The study was based on data from 20 patients with suspected breast pathology, including solid nodules, cysts, macrocalcifications and microcalcifications. All of the patients had routine multislice spiral CT of the chest for other purposes, but not specifically for breast cancer, Stoeger said.
"Most of these patients underwent routine follow-up CT of the chest or whole body for other tumors. Some patients showed up for acute diseases like pulmonary embolism or pneumonia," Stoeger told AuntMinnie.com.
A Somatom Plus 4 Volume Zoom (Siemens Medical Solutions, Iselin, NJ) was used. The images were reconstructed to 3-mm slice thickness at 2-mm increments. The data was then volume-rendered with Siemens 3-D Virtuoso software.
"This is a very common post-processing step, which is done in almost no time," Stoeger said. "Then the data was transferred to an external high-performance workstation."
The breast images were assessed using an interactive change of rendering parameters, zooming, color encoding, and clip-plane editing in different orientations. "Clip planes can be placed in any orientation," Stoeger explained. "When placed in the oblique plane, you can acquire images that are similar to mammograms."
According to the results, breast CT found solitary solid nodules (>1.5 cm) in four patients.

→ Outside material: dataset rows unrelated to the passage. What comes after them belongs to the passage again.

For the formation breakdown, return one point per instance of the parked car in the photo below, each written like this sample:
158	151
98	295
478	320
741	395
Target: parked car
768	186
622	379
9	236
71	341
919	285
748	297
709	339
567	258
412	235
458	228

Single or multiple cysts (>5 mm) were found in eight patients, and macrocalcifications (>3 mm) were found in six women. Breast CT could not discern microcalcifications, which had been previously identified with mammograms, because of limited spatial resolution, Stoeger said.
The group concluded that CT was not useful for detecting microcalcifications, but that the modality may have potential for preoperative planning.
"We think that there may be a potential for this method in preoperative planning of breast disease (including the axilla) in the follow-up of certain benign masses, or even in planning radiotherapy after breast surgery," Stoeger said. "This does not mean that a CT scan should be performed for these reasons. But if these patients get a scan for other reasons, and the data exists, it could be post-processed and used for these issues instead of other time-consuming and expensive exams."
One instance where breast CT may play a role is in smokers who undergo lung cancer screening. A recent study in the June issue of Chest linked smoking to pulmonary metastasis of breast cancer. Researchers from University of California Davis Medical Center found that women whose breast cancer had spread to the lungs were nearly twice as likely to be smokers than women whose breast cancer had not spread (Chest, June 2001, Vol.119: 6, pp. 1635-1640).